In Jobs’ reveal of the iPhone, I see the way that one can turn into a billion. I see the way that these sudden shifts in our world aren’t always easy to recognize for what they are as they occur. I see the way entire paradigms can shift gradually. And I see the way they can shift suddenly.
I understand the way a pair of towers can collapse and change the world forever. I see those first iPhones that begin to checker the halls of my middle school echoed in the later arrival of the coronavirus. I see in January of 2020 as the first college student on my campus walks across the quad in a mask. “I wonder what he’s so paranoid about,” I say to a friend absent-mindedly as we make our way to class.
In this first iPhone presentation, I see an entire world change drastically and irrevocably. I see as home buttons begin reading our finger prints and then as our phones begin to scan our faces. I witness the advent of the AI in our pocket. “Hey Siri, where are my airpods?” I revel in the photography innovations and wallow in the losses in security.
I grow more and more disconcerted with the growing cloud above me. I worry more and more that these digital personas we’ve all spent so much of our lives cultivating could one day just… collapse. I fear that whatever part of me that’s buried within the pictures I’ve taken and the memes that I’ve posted and the songs that I’ve downloaded could one day all evaporate.
We’re digital creatures. We’ve relegated the task of remembering to these machines — these clouds. So now when we’re reminded of things that happened “ten years ago today,” we’re granted spectral glimpses into lost parts of ourselves: the things we said, the videos we captured and the people we were. It’s all just… information. And it hovers around us in a way that very few of us will ever truly understand. But we’re so accustomed to this undying overflow that if it were to ever cease, its absence would be unbearable.

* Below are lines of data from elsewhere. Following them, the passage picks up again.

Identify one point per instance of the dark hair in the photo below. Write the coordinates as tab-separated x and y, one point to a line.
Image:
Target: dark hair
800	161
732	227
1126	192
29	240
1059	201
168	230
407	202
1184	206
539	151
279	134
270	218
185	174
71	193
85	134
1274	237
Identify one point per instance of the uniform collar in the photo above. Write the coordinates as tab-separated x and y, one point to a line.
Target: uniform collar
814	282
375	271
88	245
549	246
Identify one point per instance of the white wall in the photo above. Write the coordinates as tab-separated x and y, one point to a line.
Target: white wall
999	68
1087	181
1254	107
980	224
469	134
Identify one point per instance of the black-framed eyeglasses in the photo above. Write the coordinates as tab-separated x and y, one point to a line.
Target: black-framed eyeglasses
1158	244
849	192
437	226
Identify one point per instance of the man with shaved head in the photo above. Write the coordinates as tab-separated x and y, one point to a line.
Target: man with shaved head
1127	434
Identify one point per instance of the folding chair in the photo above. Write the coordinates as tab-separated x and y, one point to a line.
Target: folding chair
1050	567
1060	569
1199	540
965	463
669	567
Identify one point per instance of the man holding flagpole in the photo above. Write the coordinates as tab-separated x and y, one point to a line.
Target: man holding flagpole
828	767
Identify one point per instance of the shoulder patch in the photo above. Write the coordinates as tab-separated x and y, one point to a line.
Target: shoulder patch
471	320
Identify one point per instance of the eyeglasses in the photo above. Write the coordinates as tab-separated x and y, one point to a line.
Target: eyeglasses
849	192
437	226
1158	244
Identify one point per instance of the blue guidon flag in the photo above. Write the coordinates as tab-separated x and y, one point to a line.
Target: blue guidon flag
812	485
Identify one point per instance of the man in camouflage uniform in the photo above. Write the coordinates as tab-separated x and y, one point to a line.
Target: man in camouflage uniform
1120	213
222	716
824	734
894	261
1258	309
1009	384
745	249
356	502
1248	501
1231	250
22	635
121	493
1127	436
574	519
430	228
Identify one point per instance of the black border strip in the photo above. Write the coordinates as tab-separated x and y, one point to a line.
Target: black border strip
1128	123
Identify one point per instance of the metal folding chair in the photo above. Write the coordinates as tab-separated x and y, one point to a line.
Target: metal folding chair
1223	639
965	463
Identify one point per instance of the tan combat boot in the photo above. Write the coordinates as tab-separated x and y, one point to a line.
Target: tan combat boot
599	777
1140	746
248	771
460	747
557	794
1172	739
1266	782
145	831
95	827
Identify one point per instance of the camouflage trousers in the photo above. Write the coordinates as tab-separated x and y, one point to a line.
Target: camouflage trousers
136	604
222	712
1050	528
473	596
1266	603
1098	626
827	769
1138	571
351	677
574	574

As overwhelming as all of it is, though, it really is remarkable. It isn’t Steve Jobs’ fault that these computing technologies ushered in a digital revolution. It was something that was always bound to happen. We grow from our collective achievements at accelerating rates until suddenly, one day, we’re designing things like computers. A pinnacle point was always a place that we would reach, but now that we’re here — facetiming with people across the globe and knowing everything that there is to know — it’s a lot. These computers are a Pandora’s box whose implications we’ll be dealing with for the rest of our lives.